- unwind ai
- Posts
- Opus 4.8-level model now runs locally for FREE
Opus 4.8-level model now runs locally for FREE
+ OpenRouter Fusion, GLM-5.2 locally, Loop Engineering
Today’s top AI Highlights:
Google Cloud turns scattered knowledge into agent-readable files
Vibe is here: one agent for work and code
Run GLM 5.2 locally
Telegram bots can now talk to other bots
Open-source alternative to Loom, Granola, and Wisprflow
& a lot more!
Read time: 3 mins
AI Tutorial
The frontend used to be a fixed thing. Designers drew it. Engineers built it. Users got what shipped.
That's over.
The interfaces shipping in 2026 are drawn partly by the agent itself, in real time, from what the user actually asked for.
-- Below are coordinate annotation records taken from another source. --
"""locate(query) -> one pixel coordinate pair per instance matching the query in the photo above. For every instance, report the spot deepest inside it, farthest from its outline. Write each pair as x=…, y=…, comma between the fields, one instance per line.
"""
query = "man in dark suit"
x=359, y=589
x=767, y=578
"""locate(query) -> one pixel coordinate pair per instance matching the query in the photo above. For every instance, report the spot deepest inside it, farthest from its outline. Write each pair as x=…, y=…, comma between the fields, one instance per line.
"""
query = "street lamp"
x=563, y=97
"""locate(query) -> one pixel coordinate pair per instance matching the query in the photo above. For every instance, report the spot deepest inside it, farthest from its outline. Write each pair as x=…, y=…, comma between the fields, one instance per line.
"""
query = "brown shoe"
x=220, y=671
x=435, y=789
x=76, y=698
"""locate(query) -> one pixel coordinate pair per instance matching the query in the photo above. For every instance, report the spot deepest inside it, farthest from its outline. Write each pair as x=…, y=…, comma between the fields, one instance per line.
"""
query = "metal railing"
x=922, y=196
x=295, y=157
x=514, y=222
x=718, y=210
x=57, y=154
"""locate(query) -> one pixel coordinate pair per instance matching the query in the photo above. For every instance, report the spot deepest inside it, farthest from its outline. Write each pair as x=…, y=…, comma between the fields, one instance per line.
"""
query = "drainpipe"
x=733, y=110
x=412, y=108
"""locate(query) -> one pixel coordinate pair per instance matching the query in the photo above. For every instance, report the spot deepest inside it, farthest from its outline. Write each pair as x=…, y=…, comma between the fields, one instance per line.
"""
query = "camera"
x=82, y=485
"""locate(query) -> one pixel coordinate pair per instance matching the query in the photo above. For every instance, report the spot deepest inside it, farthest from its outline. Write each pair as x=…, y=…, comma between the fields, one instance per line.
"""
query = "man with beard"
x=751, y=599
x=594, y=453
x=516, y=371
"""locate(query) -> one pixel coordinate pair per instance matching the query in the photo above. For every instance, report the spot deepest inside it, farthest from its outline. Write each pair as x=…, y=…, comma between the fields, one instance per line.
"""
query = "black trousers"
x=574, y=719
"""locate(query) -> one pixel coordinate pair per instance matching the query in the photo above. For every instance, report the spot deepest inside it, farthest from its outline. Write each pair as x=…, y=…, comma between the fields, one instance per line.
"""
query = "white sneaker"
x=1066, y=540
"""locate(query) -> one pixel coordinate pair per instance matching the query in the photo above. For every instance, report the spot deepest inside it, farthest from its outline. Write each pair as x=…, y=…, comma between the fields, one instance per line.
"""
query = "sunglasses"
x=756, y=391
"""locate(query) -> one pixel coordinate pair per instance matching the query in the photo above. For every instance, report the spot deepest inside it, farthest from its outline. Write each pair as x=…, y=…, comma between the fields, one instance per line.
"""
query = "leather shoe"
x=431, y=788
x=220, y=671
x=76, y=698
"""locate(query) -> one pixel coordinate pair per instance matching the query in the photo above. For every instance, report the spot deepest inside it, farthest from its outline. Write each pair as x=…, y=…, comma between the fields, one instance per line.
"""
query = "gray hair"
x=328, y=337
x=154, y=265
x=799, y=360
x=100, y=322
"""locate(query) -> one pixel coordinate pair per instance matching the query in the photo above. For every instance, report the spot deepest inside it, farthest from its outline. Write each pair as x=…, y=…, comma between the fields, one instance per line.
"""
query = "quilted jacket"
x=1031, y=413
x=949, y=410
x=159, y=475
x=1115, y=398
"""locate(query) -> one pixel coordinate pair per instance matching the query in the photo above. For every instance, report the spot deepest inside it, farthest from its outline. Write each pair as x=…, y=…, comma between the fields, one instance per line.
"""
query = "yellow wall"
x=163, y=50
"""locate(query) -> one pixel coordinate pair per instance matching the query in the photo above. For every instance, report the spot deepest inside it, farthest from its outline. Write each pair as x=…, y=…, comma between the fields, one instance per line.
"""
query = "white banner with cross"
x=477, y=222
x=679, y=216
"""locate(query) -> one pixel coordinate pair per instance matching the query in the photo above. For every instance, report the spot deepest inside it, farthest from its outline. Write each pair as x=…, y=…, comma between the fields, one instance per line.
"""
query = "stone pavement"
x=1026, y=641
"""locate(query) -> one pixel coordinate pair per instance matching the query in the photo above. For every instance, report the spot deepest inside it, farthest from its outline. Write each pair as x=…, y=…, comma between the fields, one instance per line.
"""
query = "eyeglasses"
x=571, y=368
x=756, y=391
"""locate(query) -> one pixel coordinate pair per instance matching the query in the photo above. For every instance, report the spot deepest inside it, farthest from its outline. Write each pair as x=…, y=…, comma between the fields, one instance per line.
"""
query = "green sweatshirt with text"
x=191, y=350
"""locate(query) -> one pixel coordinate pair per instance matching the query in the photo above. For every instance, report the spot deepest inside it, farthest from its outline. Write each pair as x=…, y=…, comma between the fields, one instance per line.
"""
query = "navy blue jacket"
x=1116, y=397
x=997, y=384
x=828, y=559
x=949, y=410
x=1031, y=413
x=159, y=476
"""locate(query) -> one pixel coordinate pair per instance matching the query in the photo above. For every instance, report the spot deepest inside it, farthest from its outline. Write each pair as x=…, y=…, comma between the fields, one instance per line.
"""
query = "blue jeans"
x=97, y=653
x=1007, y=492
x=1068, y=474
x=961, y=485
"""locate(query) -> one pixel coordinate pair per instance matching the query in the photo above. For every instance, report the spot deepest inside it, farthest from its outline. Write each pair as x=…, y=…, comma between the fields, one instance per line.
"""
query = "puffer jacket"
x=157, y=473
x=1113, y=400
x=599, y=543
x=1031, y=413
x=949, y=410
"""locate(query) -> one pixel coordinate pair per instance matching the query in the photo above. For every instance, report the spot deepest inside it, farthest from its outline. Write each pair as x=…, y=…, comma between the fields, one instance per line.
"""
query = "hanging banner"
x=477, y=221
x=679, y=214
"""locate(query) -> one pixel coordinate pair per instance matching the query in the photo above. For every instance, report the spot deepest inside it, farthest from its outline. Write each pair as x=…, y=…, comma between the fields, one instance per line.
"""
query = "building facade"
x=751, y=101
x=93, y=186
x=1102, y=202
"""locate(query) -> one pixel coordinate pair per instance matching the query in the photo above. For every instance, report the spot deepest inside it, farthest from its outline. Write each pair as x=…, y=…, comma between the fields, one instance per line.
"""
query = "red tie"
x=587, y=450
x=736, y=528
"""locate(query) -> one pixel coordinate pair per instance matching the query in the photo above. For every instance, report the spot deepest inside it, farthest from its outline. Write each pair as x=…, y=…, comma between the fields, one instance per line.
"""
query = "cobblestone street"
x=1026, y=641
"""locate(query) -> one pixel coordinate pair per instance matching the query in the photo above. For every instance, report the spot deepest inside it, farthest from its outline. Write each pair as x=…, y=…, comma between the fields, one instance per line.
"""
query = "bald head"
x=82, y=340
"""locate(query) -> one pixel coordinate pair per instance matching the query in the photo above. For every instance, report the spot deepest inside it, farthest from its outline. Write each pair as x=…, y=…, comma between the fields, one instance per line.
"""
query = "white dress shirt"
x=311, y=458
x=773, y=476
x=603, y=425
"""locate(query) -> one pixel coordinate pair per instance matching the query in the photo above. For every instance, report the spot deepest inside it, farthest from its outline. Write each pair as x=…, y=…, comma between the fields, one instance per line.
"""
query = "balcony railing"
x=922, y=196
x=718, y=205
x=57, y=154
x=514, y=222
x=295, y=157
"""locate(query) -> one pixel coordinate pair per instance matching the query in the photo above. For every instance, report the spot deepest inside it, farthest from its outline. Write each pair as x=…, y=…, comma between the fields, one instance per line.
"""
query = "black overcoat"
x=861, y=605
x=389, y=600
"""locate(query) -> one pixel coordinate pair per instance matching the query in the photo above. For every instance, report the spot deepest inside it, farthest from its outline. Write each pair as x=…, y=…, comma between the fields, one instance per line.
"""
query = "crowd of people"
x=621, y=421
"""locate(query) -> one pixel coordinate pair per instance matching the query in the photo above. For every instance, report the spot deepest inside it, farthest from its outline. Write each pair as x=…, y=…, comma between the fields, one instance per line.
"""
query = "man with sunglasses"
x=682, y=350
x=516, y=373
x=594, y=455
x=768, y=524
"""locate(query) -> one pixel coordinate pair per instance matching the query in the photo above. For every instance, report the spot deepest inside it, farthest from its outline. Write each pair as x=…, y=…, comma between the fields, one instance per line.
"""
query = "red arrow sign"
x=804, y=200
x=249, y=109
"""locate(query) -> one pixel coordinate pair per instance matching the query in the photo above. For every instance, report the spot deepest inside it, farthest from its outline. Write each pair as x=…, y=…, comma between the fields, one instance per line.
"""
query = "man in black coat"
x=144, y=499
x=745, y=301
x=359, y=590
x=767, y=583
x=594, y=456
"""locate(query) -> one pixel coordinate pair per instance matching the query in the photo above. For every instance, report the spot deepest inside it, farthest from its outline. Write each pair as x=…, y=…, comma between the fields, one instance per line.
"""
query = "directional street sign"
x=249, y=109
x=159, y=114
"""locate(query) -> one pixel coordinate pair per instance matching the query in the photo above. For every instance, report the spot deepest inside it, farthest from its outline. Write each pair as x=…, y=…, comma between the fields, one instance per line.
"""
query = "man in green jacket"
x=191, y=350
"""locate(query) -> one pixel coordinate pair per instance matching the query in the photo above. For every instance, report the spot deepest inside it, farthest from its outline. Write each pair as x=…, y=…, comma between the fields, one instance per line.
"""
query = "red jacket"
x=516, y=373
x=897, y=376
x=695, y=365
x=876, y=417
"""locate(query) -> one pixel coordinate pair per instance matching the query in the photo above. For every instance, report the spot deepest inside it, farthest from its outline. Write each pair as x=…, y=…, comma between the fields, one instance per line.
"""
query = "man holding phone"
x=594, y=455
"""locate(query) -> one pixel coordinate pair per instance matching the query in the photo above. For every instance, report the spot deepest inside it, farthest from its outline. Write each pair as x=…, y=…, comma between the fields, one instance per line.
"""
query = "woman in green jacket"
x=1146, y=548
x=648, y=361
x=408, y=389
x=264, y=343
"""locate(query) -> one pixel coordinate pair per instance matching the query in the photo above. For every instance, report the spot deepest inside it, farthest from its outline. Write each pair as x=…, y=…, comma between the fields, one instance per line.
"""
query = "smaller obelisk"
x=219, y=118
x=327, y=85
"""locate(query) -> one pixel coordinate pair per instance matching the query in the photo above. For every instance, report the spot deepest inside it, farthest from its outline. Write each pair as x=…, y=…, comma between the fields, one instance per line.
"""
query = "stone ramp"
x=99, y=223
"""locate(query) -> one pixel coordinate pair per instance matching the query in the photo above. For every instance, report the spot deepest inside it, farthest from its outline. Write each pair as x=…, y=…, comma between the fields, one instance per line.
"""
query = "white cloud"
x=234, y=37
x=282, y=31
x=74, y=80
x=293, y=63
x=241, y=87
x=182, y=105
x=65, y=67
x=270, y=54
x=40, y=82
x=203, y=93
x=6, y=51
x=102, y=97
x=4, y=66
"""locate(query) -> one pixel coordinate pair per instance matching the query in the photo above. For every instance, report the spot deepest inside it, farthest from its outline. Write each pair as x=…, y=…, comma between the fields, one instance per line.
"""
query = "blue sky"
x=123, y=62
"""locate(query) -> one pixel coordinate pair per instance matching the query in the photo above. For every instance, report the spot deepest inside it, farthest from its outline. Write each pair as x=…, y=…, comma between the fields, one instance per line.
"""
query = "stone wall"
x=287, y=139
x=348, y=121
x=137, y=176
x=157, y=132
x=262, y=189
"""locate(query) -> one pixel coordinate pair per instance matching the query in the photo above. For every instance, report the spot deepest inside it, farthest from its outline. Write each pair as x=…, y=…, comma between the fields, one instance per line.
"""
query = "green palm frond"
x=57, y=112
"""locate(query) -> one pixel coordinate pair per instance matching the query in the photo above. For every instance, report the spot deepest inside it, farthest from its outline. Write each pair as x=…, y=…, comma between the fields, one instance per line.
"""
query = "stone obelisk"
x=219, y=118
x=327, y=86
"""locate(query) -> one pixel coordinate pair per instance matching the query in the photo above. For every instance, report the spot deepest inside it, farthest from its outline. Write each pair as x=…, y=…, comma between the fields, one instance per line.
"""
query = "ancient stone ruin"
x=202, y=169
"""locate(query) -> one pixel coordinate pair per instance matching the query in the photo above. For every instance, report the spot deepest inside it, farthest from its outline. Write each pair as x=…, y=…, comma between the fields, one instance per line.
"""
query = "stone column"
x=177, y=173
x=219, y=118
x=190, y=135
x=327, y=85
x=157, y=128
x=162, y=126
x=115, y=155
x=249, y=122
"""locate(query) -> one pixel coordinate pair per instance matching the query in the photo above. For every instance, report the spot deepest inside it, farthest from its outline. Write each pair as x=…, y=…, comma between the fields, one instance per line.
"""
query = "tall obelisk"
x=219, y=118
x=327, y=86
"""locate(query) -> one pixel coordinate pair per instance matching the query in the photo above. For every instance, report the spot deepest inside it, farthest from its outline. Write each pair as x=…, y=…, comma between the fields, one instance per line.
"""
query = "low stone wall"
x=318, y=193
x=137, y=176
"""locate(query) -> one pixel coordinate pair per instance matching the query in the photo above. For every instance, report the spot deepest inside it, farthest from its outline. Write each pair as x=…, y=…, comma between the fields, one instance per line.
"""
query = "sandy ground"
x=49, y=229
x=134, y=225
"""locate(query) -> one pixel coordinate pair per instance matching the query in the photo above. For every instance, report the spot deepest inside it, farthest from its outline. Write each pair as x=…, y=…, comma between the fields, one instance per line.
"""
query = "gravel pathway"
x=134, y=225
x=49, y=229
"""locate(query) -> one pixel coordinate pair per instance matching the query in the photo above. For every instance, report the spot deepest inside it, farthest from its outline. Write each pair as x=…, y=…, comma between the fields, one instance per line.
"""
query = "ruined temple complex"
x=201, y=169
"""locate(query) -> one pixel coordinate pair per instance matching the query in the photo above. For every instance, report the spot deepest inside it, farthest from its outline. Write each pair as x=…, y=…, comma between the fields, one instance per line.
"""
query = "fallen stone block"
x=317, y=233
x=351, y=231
Ask for a table, get a table. Not a paragraph describing one.
Generative UI is the layer that lets agents stop describing and start showing.
This guide walks you through three patterns that have emerged on how to build it, and the differences between them matter more than most teams realize.
Latest Developments
Every team building internal agents eventually hits the same wall: the model is smart, but the context is scattered everywhere.
Part of it lives in data catalogs. Part of it lives in wikis. Part of it lives in code comments, dashboards, tribal knowledge, and that one senior engineer's brain.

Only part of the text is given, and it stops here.